From our archives:

85 years ago

Tributes had poured in for Mr Lionel Digby Whitehead, chairman of the Whitehead Iron and Steel Co, who had been found dead in his car between Brecon and Sennybridge at the age of 61.

Mr Whitehead, the son of the late Mr George Whitehead, of Deighton Grove, York, had spent his boyhood in York making many friends in the city and district.

He had also established his firm with only few thousand pounds borrowed from his father. Gundog classes were particularly good at the 43rd members sanction show of the Malton, Norton and District Canine Association.

The general standard was classed as ‘acceptable’, although the entries were a little on the short side in comparison to the previous year with only 125 dogs.

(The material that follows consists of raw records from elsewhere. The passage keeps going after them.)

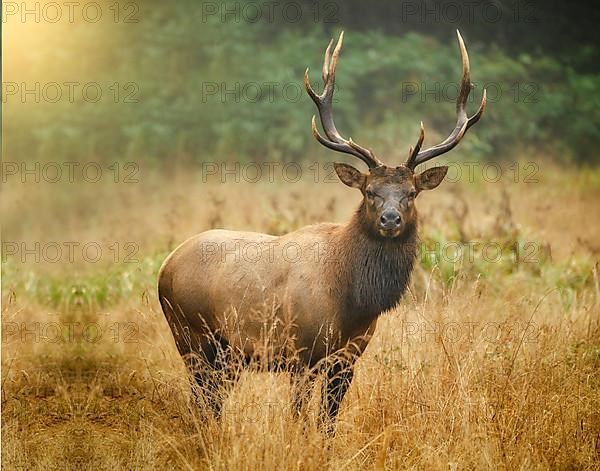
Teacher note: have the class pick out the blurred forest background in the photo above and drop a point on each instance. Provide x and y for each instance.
(222, 81)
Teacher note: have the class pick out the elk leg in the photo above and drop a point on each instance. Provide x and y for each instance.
(302, 384)
(335, 385)
(213, 371)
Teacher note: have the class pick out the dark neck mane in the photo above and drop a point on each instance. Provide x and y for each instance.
(372, 271)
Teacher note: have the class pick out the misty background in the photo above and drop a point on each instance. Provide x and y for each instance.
(188, 82)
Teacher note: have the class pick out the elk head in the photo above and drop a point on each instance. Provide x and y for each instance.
(389, 192)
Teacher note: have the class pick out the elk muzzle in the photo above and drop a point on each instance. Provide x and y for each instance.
(390, 222)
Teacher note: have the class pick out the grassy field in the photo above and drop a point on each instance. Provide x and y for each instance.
(491, 361)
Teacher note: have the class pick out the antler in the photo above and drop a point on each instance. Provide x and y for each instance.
(324, 104)
(463, 123)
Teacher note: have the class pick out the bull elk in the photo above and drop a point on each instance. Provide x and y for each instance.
(211, 294)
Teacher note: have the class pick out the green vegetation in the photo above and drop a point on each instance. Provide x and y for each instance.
(202, 87)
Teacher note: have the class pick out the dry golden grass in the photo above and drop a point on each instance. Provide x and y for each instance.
(493, 367)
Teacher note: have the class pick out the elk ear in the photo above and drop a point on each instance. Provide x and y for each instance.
(431, 178)
(350, 176)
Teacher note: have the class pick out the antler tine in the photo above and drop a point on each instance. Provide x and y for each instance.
(324, 102)
(463, 122)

The cup for best dog or bitch was won by Mrs A C Crowther with her pointer dog Drumgannon Drake.

50 years ago

The assassination of Dr Martin Luther King had sent shock waves around the world, delaying Washington’s efforts to get together with North Vietnam and spurring America into a violent reaction.

President Johnson had also postponed his departure for Hawaii after hearing of the death of the 39-year-old Civil Rights leader.

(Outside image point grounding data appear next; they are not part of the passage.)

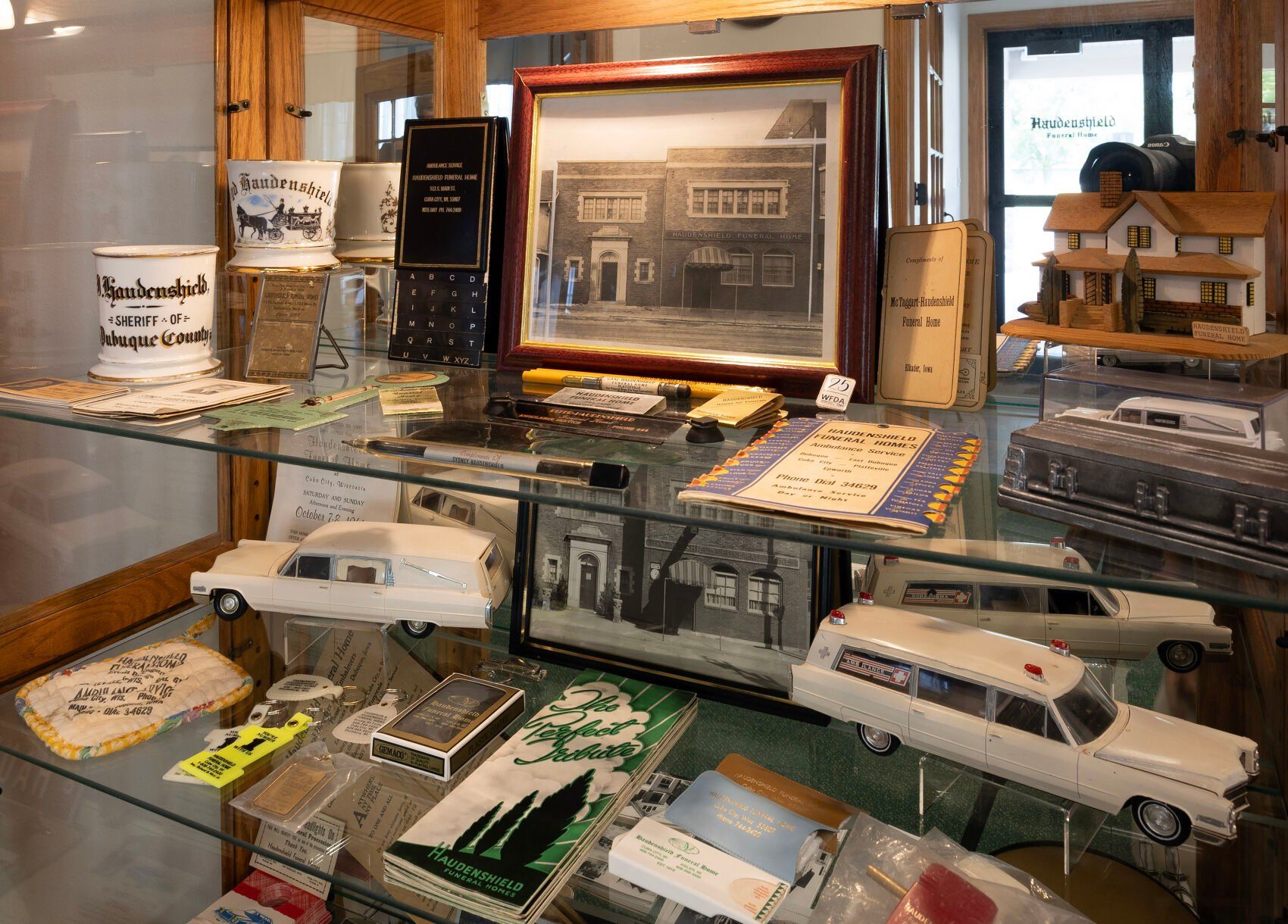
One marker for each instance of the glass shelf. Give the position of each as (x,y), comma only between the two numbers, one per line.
(658,471)
(828,758)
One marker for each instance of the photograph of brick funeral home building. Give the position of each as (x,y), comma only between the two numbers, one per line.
(657,592)
(733,231)
(1155,261)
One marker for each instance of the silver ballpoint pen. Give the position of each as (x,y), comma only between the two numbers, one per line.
(549,467)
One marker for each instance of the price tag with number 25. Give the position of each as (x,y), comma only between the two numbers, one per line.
(836,393)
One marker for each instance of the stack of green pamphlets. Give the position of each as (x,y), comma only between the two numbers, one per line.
(505,841)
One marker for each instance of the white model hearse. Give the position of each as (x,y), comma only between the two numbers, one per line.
(377,572)
(1024,712)
(461,507)
(1096,622)
(1202,420)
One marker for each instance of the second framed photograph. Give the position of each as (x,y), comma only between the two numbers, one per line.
(699,607)
(702,218)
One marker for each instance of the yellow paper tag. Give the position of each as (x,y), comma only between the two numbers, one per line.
(226,765)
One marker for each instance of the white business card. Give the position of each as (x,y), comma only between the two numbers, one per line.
(679,866)
(316,844)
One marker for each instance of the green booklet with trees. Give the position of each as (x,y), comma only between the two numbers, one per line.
(505,841)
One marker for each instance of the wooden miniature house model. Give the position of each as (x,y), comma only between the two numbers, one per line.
(1155,261)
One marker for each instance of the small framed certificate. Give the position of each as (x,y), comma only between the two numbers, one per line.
(283,340)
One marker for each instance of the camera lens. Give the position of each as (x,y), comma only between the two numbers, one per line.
(1149,167)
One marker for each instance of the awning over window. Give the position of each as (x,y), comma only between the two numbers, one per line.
(710,258)
(686,570)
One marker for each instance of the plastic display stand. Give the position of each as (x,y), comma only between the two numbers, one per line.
(951,798)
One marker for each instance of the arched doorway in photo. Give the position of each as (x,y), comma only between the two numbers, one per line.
(609,276)
(588,582)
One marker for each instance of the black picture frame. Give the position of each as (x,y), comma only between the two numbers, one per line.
(820,570)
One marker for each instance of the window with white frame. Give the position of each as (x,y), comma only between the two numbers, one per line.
(1140,236)
(778,268)
(738,274)
(721,592)
(611,206)
(742,201)
(764,592)
(1212,292)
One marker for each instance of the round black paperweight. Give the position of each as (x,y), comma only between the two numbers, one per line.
(705,430)
(499,404)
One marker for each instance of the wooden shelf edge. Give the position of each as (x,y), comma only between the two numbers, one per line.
(61,633)
(1261,346)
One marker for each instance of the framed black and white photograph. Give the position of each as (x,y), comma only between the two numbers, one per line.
(693,607)
(701,218)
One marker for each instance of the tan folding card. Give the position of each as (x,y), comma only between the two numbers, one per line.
(921,318)
(977,342)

In Washington, police had used tear gas against hundreds of rioters, and stores had been looted and burned only two miles from the White House.

Tommy Cooper, now brightening up Saturday evenings considerably with his ABC Television show, Life with Cooper, became the first star to step inside the newly-built Yorkshire Television studios in Leeds.

20 years ago

A man convicted of conspiracy for driving a bomb-laden van into the World Trade Centre in New York had been jailed for 240 years.

US District Judge Kevin Duffy also fined Eyad Ismoil about £150,000 and ordered him to pay about £600,000 restitution.

Ismoil, 26, was convicted along with Ramzi Yousef, the plot’s alleged mastermind, of the bombing that killed six people and injured more than 1,000 others, shaking America’s sense of security.

Three people had been arrested after Customs officers discovered three of the rarest birds in the world at addresses in North and East Yorkshire.

The trio of Lear’s macaws, potentially worth up to £20,000 each were among scores of birds recovered in dawn raids by Customs officers investigating the smuggling of endangered species.